Kuruluşundan bu yana mimari, iç mimari ve restorasyon alanlarında ulusal ve uluslararası ölçekte ‘çok disiplinli’ çalışmalar yürüten, Baş Mimar Gencer Yalçın, Y. Mimar Dilşad Öktem Aslaner, Y. Mimar Bahar Yücel ve İç Mimar Efe Kağan Hızar’ın ortaklığındaki İstanbul merkezli tasarım ofisi Studio Vertebra’nın Diyarbakır’da tasarladığı, 4.000 m² oturum alanı; 2.600 m² İslam Bilim Müzesi ve 4.100 m² Keşif Merkezi olmak üzere toplam 6.700 m² inşaat alanına sahip Diyarbakır Keşif Merkezi ve İslam Bilim Müzesi, bölgedeki eğitim alanlarının tam merkezinde ve ana ulaşım akslarının kesişimine yakın konumuyla, bulunduğu bölgede yeni bir odak noktası oluşturmayı hedefliyor.
Studio Vertebra, İslam Bilim Müzesi ve Keşif Merkezi olmak üzere iki ana programı bünyesinde barındıran, Diyarbakır kent merkezinin batısında eğitim birimleri için ayrılmış bölgede yer alan projenin ana sirkülasyonunu, bu iki fonksiyonu ayıran yapısal bir kurgu olarak tasarlamış. İlk iki kat tek bir blok şeklinde hareket ederken, ikinci kat iki eksende konsol yapacak şekilde kaydırılmış. Bu kütlesel hareket sonucunda girişte oluşan konsolun altına planetaryum yerleştirilmiş, konsolun kalan kısmı ise bir giriş saçağı gibi davranarak ana girişi ve fuaye cephesini oluşturmuş.
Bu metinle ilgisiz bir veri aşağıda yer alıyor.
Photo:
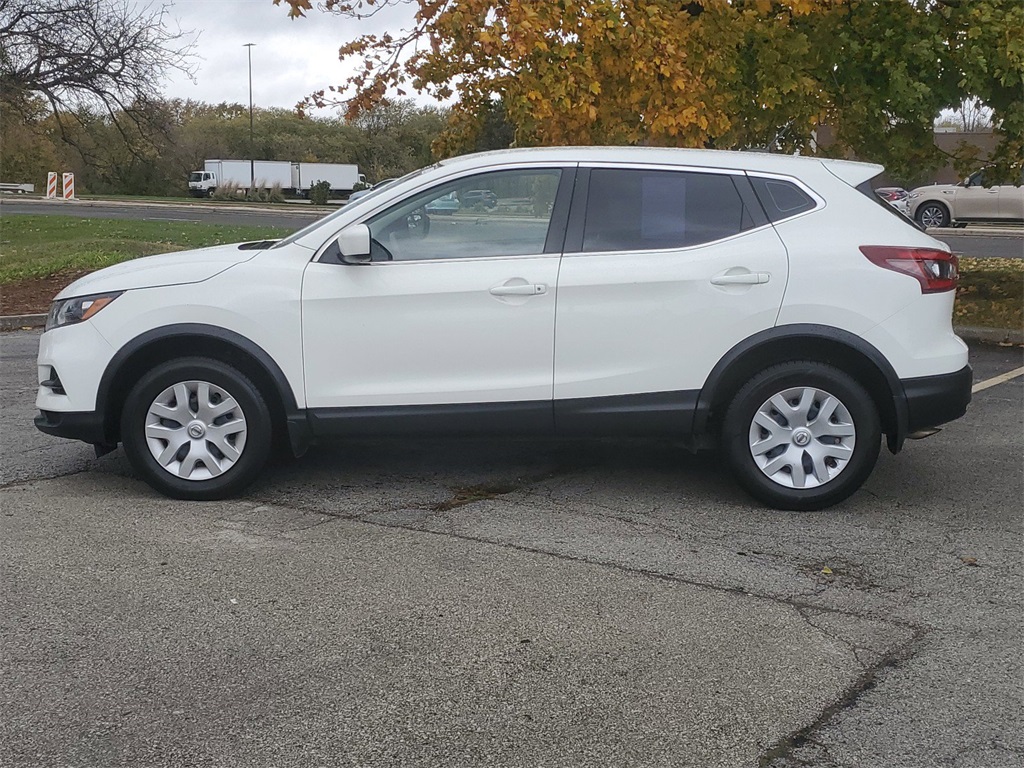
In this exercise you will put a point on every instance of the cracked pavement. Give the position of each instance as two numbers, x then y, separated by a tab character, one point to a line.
506	603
Yapının ana girişi Keşif Merkezi tarafında konumlanırken, İslam Bilim Merkezi’nin de kendine ait bir girişi bulunuyor. Cephedeki ritmik boşluklar Keşif Merkezi’nde daha geniş aralıklardayken İslam Bilim Müzesi tarafında daha da sıklaşarak kendisine ait arkatlı diğer girişi oluşturuyor. İslam Bilim Müzesi’nin yüksek bir arkatın merkezinde yer alan abidevi girişi, mukarnas imgesiyle betimlenmiş. Keşif Merkezi’nin girişi ise planetaryum ile tanımlanmış. Keşif Merkezi girişinden müzenin genel sirkülasyonuna dahil olunabildiği gibi geçici sergi salonları ve planetaryuma da doğrudan ulaşım sağlanabiliyor. Bu bölümde ayrıca fuaye ile bağlantılı şekilde kafeterya ve satış birimleri yer alıyor. Botanik bahçesi ve etkinlik alanı yapının ikinci katında konumlanırken, müzeye ait teleskop da burada yer alıyor. Ortadaki alan ise, sergi ihtiyaçları konusunda değişebilen, dönüşebilen, birleştirilebilen bir boşluk olarak tasarlanmış.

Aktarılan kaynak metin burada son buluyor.